On Tuesday evening, the company reported that net income attributable to the company for the fourth quarter was $99.6 million, or $3.24 a diluted share, compared with $4.1 million, or 13 cents a share, in the prior-year period, helped by the $198.8 million gain from the termination fee of the Burberry license.
Net sales for the quarter ended Dec. 31 declined 6.4 percent to $176.9 million, from $189.1 million. At constant exchange, revenues declined 7.7 percent.
Sales from the company’s European-based operations declined 10.1 percent to $152.4 million, while sales by U.S.-based operations surged 25.9 percent to $24.5 million.
For the year, net income attributable to the company was $131.1 million, or $4.26 a diluted share, from $32.3 million, or $1.05 a share a year earlier. Net sales for 2012 rose 6.3 percent to a record $654.1 million, or 9.4 percent at constant exchange.
Jean Madar, the company’s chairman and chief executive officer, stated, “The past year was highly eventful and productive for our company. In addition to achieving record sales and earnings in the absence of new major product launches, we added two new license agreements with iconic luxury fashion houses Karl Lagerfeld and Alfred Dunhill.”
On Wednesday, the company’s Paris-based subsidiary, Inter Parfums SA, reported that 2012 net profits rose 349 percent on-year, or 19 percent excluding items associated with the discontinuation of the Burberry license.

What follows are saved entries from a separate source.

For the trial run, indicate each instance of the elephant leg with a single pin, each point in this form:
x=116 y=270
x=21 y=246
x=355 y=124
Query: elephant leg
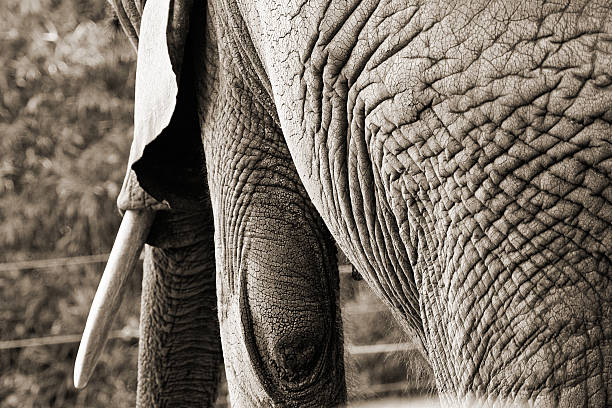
x=276 y=263
x=180 y=350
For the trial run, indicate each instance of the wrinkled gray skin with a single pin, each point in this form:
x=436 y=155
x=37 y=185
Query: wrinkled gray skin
x=460 y=154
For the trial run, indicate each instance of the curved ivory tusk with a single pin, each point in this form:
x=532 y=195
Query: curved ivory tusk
x=130 y=239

Net income was 135.9 million euros, or $174.7 million, for the 12 months ended Dec. 31.
Operating profits at the company advanced 360 percent to 212.8 million euros, or $273.6 million. Excluding the Burberry license discontinuation, operating income was up 23 percent on-year.
Income and expenses linked to the discontinuation of the Burberry fragrance and beauty products on Dec. 31 made for a net gain of 156.1 million euros, or $200.7 million.

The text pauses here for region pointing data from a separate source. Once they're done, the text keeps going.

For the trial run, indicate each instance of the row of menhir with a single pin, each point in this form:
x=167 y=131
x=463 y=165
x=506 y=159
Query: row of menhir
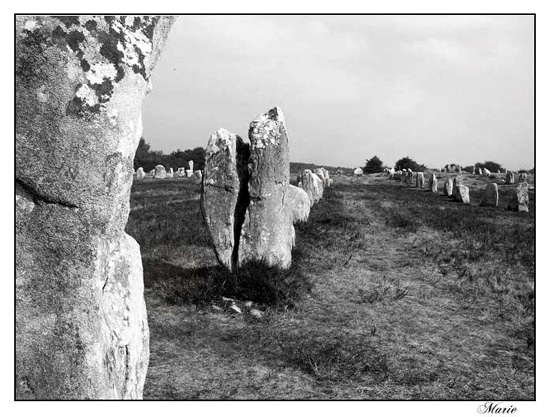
x=247 y=201
x=519 y=201
x=159 y=172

Gross margin was 12 percent of sales.
Dollar figures are converted at average exchange for the period to which they refer.

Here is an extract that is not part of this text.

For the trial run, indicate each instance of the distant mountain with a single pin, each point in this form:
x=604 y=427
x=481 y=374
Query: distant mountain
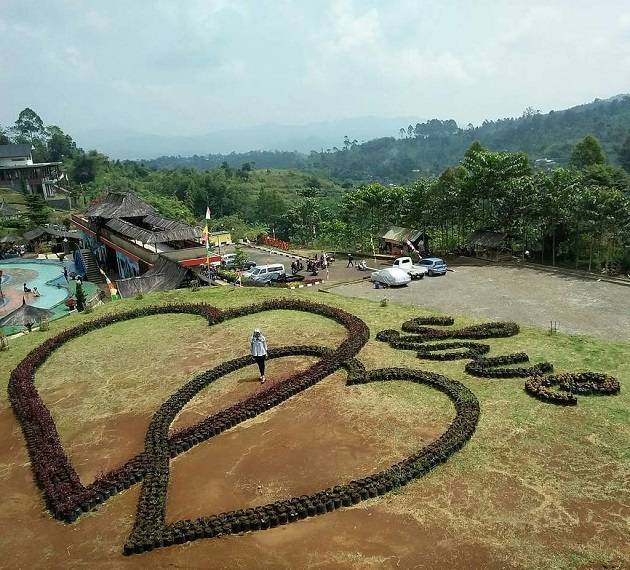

As reported, Inter Parfums SA 2012 net sales increased 12 percent to 445.5 million euros, or $572.8 million, driven in part by the brands Montblanc, Jimmy Choo and Boucheron.
Inter Parfums SA chairman and ceo Philippe Benacin reiterated the company’s 2013 sales target of 300 million euros, or $391.7 at current exchange. The revenue figure takes into account the divestiture of the Burberry business.
During a financial analyst meeting in Paris late on Wednesday afternoon, Benacin said there are numerous paths the company can take. One is to remain a pure player in perfumes and to sign on other licenses in the segment, although there is no urgency to do so. He added that there are very few acquisition opportunities, since few companies sell their brands these days.
“There are very few potential buys of new brands, new activities,” said Benacin. “We will look at cosmetics acquisitions — in skin care or makeup. We can look at luxury in a wider way since fashion, leather goods, spirits and watches are axes of research that can be interesting for us and counterbalance the fact that perfumery is all the time less sustainable. There are no potential acquisitions at all; there are no open discussions. It is just a path of research and we will go along it at a very reduced speed.”